The media portrayal of Adam Razani earlier this week indicated a troubled man who used Facebook to foreshadow his death.
But inside Mission Hills Church on Saturday morning, friends and family painted a different picture.
Good-humored, caring, compassionate, loyal and loving. All those qualities came to light in anecdotes from emotional friends and family.
Earlier in the week, Razani’s set off a manhunt in Trabuco Canyon. An Orange County sheriff's deputy later discovered him with a self-inflicted gunshot wound.
If Razani felt alone or troubled, it would have been hard to notice among the more than 200 people who attended his funeral in Mission Viejo.
Razani, 25, lay in a closed casket draped with an American flag that was later given to his parents at El Toro Memorial Park by a colleague in the U.S. Air Force.
Razani had recently finished a tour in Afghanistan and was readjusting to civilian life.
He was the oldest of two children, a son and a daughter, born to Mike and Manzar Razani of Aliso Viejo.
Mona Razani took the pulpit and was reduced to tears almost immediately after introducing herself: “I’m Adam’s little sister.” Her father went to her side and placed a hand on her as she composed herself and spoke from prepared notes and her heart.
“He always made people laugh; he had an internal sweet soul,” Mona said. “Adam put our needs before his own.”
She talked about her brother’s love for animals and music, and his deep devotion to friends and family. She was not alone.
“Adam was the glue to our little crew, making sure everyone stuck together and was really happy,” said Bryan Santana, who was for awhile Razani’s supervisor in the Air Force.

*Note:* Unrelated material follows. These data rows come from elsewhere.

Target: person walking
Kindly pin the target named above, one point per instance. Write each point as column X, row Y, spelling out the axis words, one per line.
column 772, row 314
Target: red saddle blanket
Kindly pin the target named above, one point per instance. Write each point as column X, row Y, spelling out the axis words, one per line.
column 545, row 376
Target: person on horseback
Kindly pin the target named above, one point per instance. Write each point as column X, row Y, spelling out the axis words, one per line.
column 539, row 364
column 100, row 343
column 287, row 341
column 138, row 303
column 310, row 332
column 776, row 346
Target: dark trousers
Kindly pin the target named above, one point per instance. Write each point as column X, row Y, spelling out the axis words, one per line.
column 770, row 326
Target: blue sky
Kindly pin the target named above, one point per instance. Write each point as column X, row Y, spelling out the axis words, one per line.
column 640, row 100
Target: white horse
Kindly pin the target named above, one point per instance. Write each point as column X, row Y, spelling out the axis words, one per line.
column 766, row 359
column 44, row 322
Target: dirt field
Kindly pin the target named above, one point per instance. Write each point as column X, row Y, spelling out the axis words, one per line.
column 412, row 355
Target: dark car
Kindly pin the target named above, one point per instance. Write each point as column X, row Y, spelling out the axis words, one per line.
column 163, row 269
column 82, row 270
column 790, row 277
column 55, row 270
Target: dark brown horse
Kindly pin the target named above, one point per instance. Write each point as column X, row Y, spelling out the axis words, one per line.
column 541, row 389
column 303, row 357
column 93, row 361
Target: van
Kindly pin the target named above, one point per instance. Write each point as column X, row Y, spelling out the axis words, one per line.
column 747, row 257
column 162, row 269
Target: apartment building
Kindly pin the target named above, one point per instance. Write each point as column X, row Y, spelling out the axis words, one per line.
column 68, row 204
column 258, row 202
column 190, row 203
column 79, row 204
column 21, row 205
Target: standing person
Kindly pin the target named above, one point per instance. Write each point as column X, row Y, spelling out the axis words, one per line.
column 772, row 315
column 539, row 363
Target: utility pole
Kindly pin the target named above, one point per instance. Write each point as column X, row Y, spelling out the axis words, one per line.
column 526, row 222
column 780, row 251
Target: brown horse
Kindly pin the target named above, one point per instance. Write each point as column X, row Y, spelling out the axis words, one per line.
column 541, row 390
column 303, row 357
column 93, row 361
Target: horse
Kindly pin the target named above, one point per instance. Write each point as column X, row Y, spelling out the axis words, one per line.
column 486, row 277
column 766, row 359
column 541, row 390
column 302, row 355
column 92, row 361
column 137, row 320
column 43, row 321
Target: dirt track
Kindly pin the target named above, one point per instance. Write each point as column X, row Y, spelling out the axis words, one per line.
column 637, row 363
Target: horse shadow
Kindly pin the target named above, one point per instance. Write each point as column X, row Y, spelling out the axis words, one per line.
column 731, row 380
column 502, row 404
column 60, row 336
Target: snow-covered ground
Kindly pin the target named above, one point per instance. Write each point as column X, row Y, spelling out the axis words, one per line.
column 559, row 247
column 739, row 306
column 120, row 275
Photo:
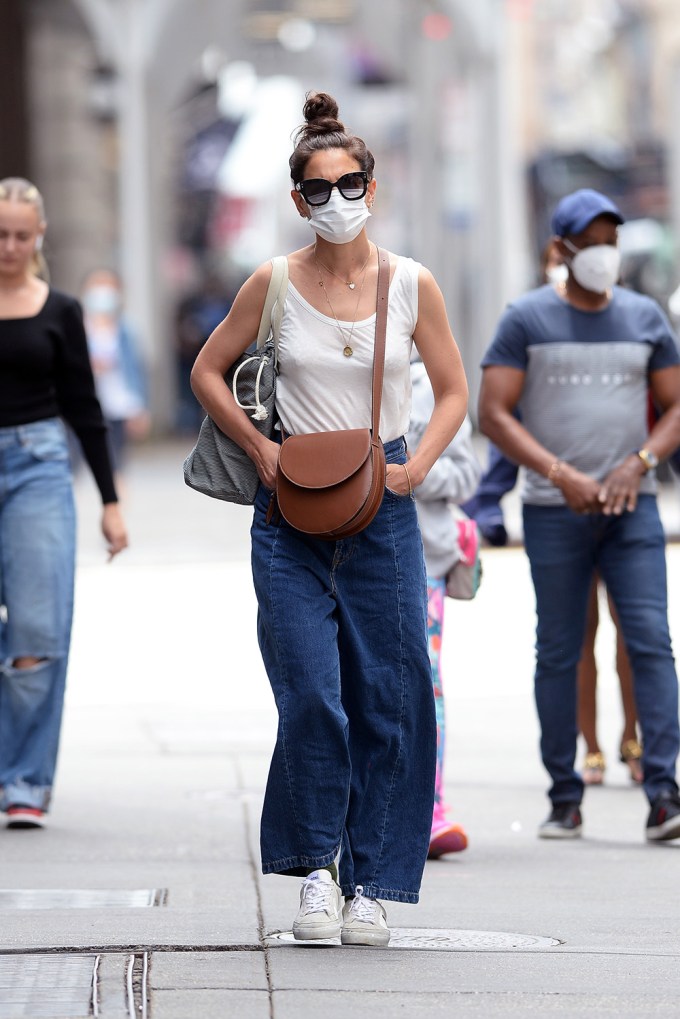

Espe Cantlay, who was an administrator at Aliso Niguel High, where Razani graduated in 2005, addressed his parents directly: “You raised a beautiful son, kind and compassionate, a man who served his country … and you should be so proud of the impact he had in his life.”
Before joining the Air Force, Razani graduated from Saddleback College in 2008.
Between speakers, videos of Razani playing guitar or dancing with fellow airmen were shown, along with photos of him and family.
On either side of the casket were images of Razani, and amid tall flower arrangements of white lilies and roses were his electric guitar and keyboard.
Although a number of people spoke inside the church during an open mike period, the fond recollections continued afterward.
“My fondest memory about Adam was when were walking to the movie theaters and all of a sudden he exploded in laughter and funny noises and ran away from us,” said friend Nick Harris. “We would run after him and try to catch him, but he was always too fast for us.”
The morning service and afternoon burial were difficult for Razani’s mother, who clutched the dark blue blue casket at the gravesite.
“His mother told me the other night that she loved Adam more than herself,” said Maryam Emamian, Razani’s aunt. “Having Adam in her life taught her how to love a true love.”